Il profilo arabeggiante della Mezquita si staglia sul cielo azzurro di quasi mezzogiorno. Una signora spiega che sì, questa stradina è stretta ma è l’unica per uscire dal centro di Cordoba che è un intrico di vicoli fiabeschi come è tipico delle città andaluse. Fuori le pareti bianche come il gesso e dentro il tesoro segreto dei cortili con le fontane, le palme e le vasche con i mosaici e gli androni con le piastrelle di ceramica ovunque. Svegliarsi qui è come stare nelle Mille e Una Notte. Sappiamo tutti che le favole servono solo a fare bei sogni ma ogni tanto è così, crediamo di averne una nostra – da qualche parte – ad aspettarci per il lieto fine.
Alla fine di Sierra de La Pandera c’è solo il cielo, tutto attorno rocce e poi ancora rocce che sembra di essere su un pianeta lontano mentre l’antenna che svetta verso l’azzurro lo fa assomigliare ad una specie di Ventoux andaluso. Qui soffia il vento dell’altura ma tra le rocce ci sono fiori viola come stelle in una notte. Ce ne sono un’infinità: sono colchicum e segnano la fine dell’estate. Carini e mortali, come altre cose della vita per le quali a volte è troppo tardi tornare indietro. A volte invece esistono degli antidoti per combattere il veleno ma non tutti sanno quali sono.

Un amico ci parla di cose che gli stanno succedendo, dice che è così, non riusciamo mai a dire le emozioni che proviamo ma è la fottuta paura che ci blocca. Paura di cosa poi? Quassù, mentre il mondo intero è lontanissimo, mi sembra che non dovremmo mettere limiti a niente ed essere noi stessi senza il terrore di risultare stupidi, incoscienti, fragili.
La bellezza ci strega ma il per sempre esiste solo con l’intensità.

Il vento soffia tra le rocce appuntite a picco sulla curva. La Vuelta di nuovo parla al mio spirito senza nessun intermediario. Il tuo posto è qui, dove l’orizzonte è aperto, qualsiasi cosa tu stia facendo, fallo senza risparmiarti e – alla fine – se non riesci a dire quello che senti, allora scrivilo.

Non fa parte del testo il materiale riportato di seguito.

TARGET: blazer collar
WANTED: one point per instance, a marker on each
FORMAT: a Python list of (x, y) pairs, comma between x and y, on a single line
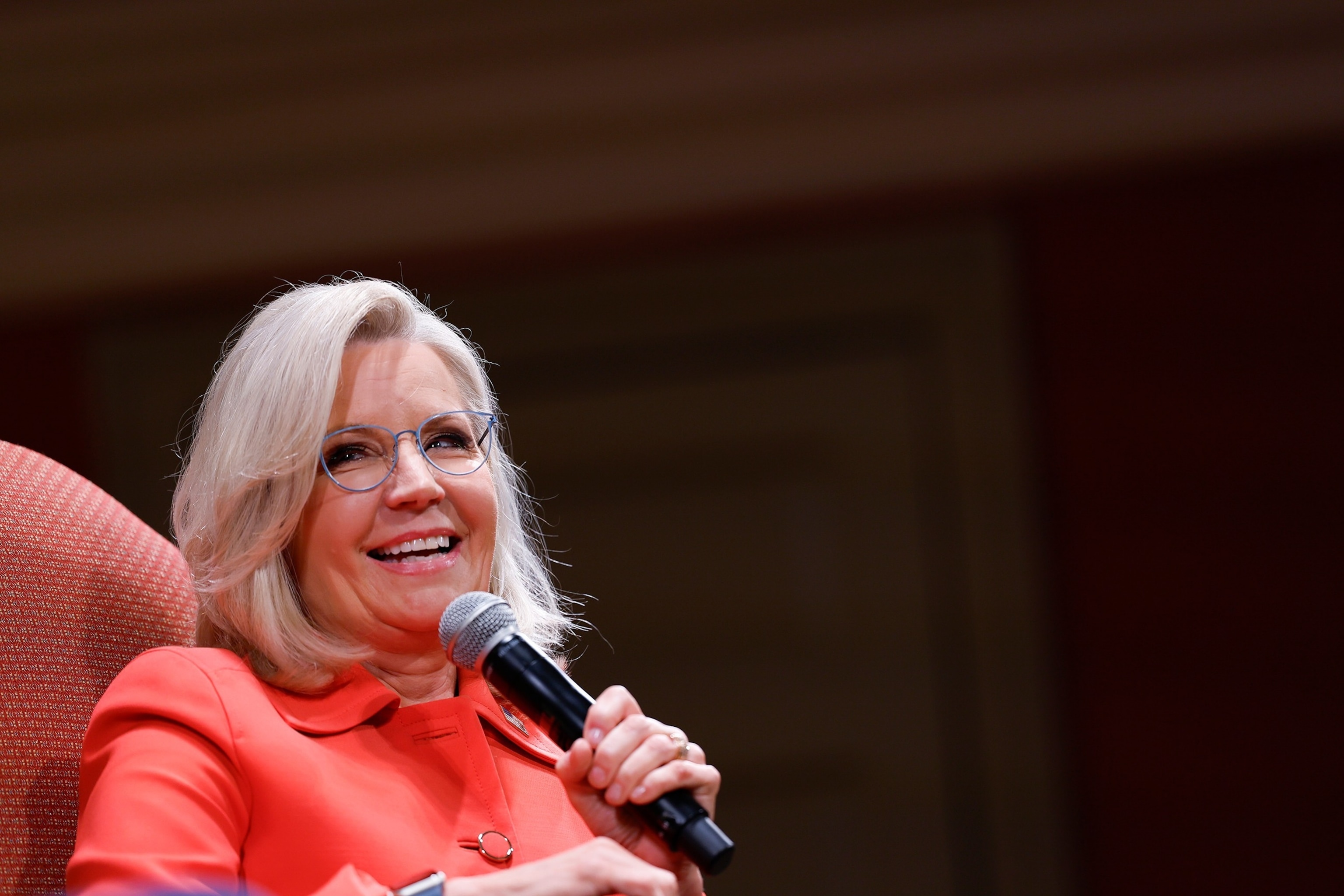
[(359, 696)]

La corsa passa tra i canyon plasmati dai millenni, scende e risale e di nuovo ridiscende. I ciclisti si lamentano perché devono fare di nuovo altri sette chilometri in discesa per arrivare ai bus ma poi alla fine si divertono come matti, mi sfiorano nelle curve mentre torno alla macchina. Roglic fischia e canta yuuuh yuuuh ad ogni curva. E’ felice. Quando sei secondo, non hai nulla da perdere.

La luce sopra la Sierra Nevada è la stessa dell’ultima volta che sono stata qui, un puro e largo tramonto sopra la schiena nuda delle rocce. Nelle vie della periferia, c’è una coppia appoggiata al muro, lei canta, ha la voce chiara e bellissima delle donne spagnole. Lui alla fine la abbraccia e si baciano poi si prendono per mano e vanno chissà dove, mentre le lanterne in ferro battuto si accendono piano e la metà della luna lassù li veglia, come fa da secoli con tutti gli amanti felici.
Il Colchicum - detto anche falso Zafferano - è un fiore che sboccia alla fine dell'estate e segna inevitabilmente l'arrivo della stagione autunnale. Ad un primo sguardo è una pianta veramente bella ma è tra le più velenose esistenti in natura. Altamente tossica, basta un contatto lieve con i suoi pistilli per correre il rischio di morire. Attualmente non esiste un antidoto efficace contro i suoi veleni.